718 Broadway
Tuesday – Sunday through December 30, $30-$50
velvetunderground-experience.com
The front cover of Michael Leigh’s 1963 paperback, The Velvet Underground, declares, “Here is an incredible book. It will shock and amaze you. But as a documentary on the sexual corruption of our age, it is a must for every thinking adult.” Fittingly, one of the most influential bands in music history took its name from that tome, one of many facts one can learn at “The Velvet Underground Experience,” a pop-up exhibit continuing in Greenwich Village through December 30. From 1964 to 1970, the Velvet Underground released four studio albums that ultimately helped change the face of rock and roll and thoroughly situated music amid the avant-garde art world. The exhibition consists of hundreds of photographs (by Fred W. McDarrah, Stephen Shore, Nat Finkelstein, Billy Name, and others), archival footage, six new short nonfiction films, and biographical stations dedicated to each band member — Lou Reed, John Cale, Sterling Morrison, Maureen Tucker, Angus MacLise, Nico, Doug Yule, and Walter Powers — in addition to others who played a role in the band’s development, including Andy Warhol, Edie Sedgwick, Danny Williams, Gerard Malanga, Candy Darling, Piero Heliczer, Jonas Mekas, Barbara Rubin, La Monte Young, and Allen Ginsberg. Allan Rothschild’s twelve-minute film goes back and forth between the childhoods of Reed and Cale, revealing fascinating similarities and differences (for example, they were born merely a week apart in March 1942), and Reed’s younger sister, Merrill Reed Weiner, shares intimate details about her brother’s psychological issues. Véronique Jacquinet’s ten-minute work traces the rise of Christa Päffgen, better known as Nico.

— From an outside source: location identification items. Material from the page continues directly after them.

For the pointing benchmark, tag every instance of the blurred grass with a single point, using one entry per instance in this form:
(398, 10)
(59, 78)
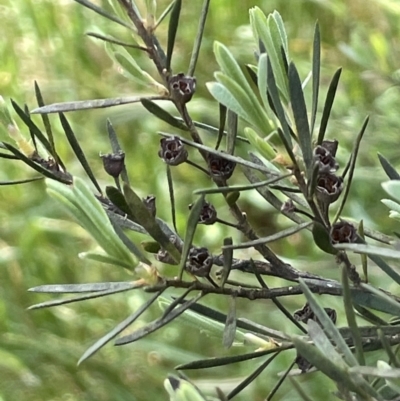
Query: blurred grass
(44, 40)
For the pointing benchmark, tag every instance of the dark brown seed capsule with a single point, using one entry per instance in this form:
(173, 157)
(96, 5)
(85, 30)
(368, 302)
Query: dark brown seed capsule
(172, 151)
(113, 163)
(343, 232)
(182, 87)
(199, 262)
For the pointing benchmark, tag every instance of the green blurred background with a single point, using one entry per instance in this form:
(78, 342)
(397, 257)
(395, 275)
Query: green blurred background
(44, 40)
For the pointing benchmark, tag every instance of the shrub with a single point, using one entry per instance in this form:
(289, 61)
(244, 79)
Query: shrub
(268, 133)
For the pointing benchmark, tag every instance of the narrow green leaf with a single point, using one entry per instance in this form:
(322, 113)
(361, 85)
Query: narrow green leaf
(389, 169)
(330, 97)
(171, 196)
(351, 317)
(271, 34)
(88, 212)
(115, 41)
(328, 325)
(328, 367)
(368, 315)
(118, 329)
(163, 115)
(16, 182)
(241, 323)
(322, 238)
(79, 288)
(322, 342)
(395, 305)
(47, 126)
(76, 147)
(375, 301)
(206, 325)
(392, 188)
(351, 169)
(273, 91)
(116, 148)
(98, 294)
(149, 223)
(34, 130)
(164, 14)
(199, 36)
(259, 144)
(222, 119)
(235, 81)
(300, 116)
(129, 244)
(262, 80)
(370, 250)
(232, 127)
(230, 324)
(249, 379)
(376, 372)
(280, 381)
(316, 69)
(172, 29)
(92, 104)
(393, 360)
(364, 260)
(191, 225)
(227, 360)
(6, 155)
(102, 258)
(271, 238)
(256, 116)
(239, 188)
(104, 13)
(374, 253)
(276, 301)
(57, 175)
(300, 390)
(223, 96)
(118, 199)
(181, 389)
(228, 258)
(157, 324)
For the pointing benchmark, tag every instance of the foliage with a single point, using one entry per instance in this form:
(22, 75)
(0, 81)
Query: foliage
(280, 147)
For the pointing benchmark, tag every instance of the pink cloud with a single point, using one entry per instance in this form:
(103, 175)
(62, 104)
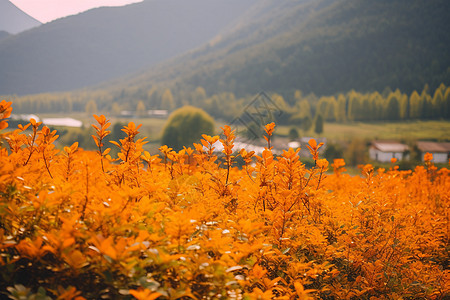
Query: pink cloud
(49, 10)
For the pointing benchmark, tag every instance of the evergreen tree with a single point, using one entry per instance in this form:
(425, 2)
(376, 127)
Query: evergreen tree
(185, 126)
(141, 111)
(318, 124)
(414, 105)
(393, 109)
(341, 108)
(167, 101)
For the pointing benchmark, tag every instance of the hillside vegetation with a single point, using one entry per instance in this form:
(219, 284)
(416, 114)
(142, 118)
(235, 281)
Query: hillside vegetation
(190, 225)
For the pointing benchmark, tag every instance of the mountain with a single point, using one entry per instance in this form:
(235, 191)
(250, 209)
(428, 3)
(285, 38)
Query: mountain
(3, 34)
(320, 46)
(109, 42)
(13, 20)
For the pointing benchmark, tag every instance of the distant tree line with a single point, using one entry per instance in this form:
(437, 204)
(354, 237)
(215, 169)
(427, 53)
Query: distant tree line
(297, 109)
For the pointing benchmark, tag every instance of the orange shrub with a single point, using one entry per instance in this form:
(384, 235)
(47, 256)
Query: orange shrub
(76, 224)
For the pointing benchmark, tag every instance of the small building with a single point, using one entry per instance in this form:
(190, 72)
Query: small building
(440, 151)
(385, 151)
(66, 122)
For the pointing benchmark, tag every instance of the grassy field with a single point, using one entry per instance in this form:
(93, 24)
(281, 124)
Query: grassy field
(417, 130)
(402, 131)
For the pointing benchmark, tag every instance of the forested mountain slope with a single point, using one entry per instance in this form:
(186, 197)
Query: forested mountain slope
(323, 46)
(109, 42)
(13, 20)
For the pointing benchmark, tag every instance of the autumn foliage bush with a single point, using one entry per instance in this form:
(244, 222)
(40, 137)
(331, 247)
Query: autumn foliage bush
(78, 224)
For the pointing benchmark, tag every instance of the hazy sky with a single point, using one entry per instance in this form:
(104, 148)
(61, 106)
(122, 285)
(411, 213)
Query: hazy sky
(48, 10)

Curated by Christian Fevret, and Carole Mirabello and designed by Matali Crasset, the exhibition is centered by a tentlike structure where visitors can lie down on silver mattresses and watch projections of rare, short films surrounding the band’s debut album, The Velvet Underground & Nico, aka the Banana Album, and the live show known as the Exploding Plastic Inevitable. Warhol’s screen tests of the band run continuously on one wall. Tony C. Janelli and Robert Pietri’s animated short, The Velvet Underground Played at My High School, is a fun film about the band’s first gig at Summit High School in New Jersey in December 1965 (opening for the Myddle Class), which did not exactly go over so well, save for its impact on one fifteen-year-old student. Downstairs is a look at what Greenwich Village was like in the 1960s and 1970s, with clips of Nico, Cale, and Reed’s acoustic reunion show in 1972 in Le Bataclan, a split-screen tribute to Rubin by Mekas, and experimental works from the Film-Makers’ Cooperative, including Rubin’s X-rated art-porn favorite, Christmas on Earth. (There is also a lower level where talks are held on Tuesday nights and concerts on Thursday evenings.) And of course, there’s the music, with multiple versions of such songs as “I’m Waiting for the Man,” “Venus in Furs,” “Femme Fatale,” “Heroin,” and “Sweet Jane” (from the group’s four main albums, The Velvet Underground & Nico, White Light/White Heat, The Velvet Underground, and Loaded) echoing through the space. “The Velvet Underground Experience” is not an exhaustive study of the band, and it does have a lot of peripheral material in the New York City section, probably because the show was originally presented in Paris, but it is still a treat for VU devotees and those curious about a seminal moment in the history of music.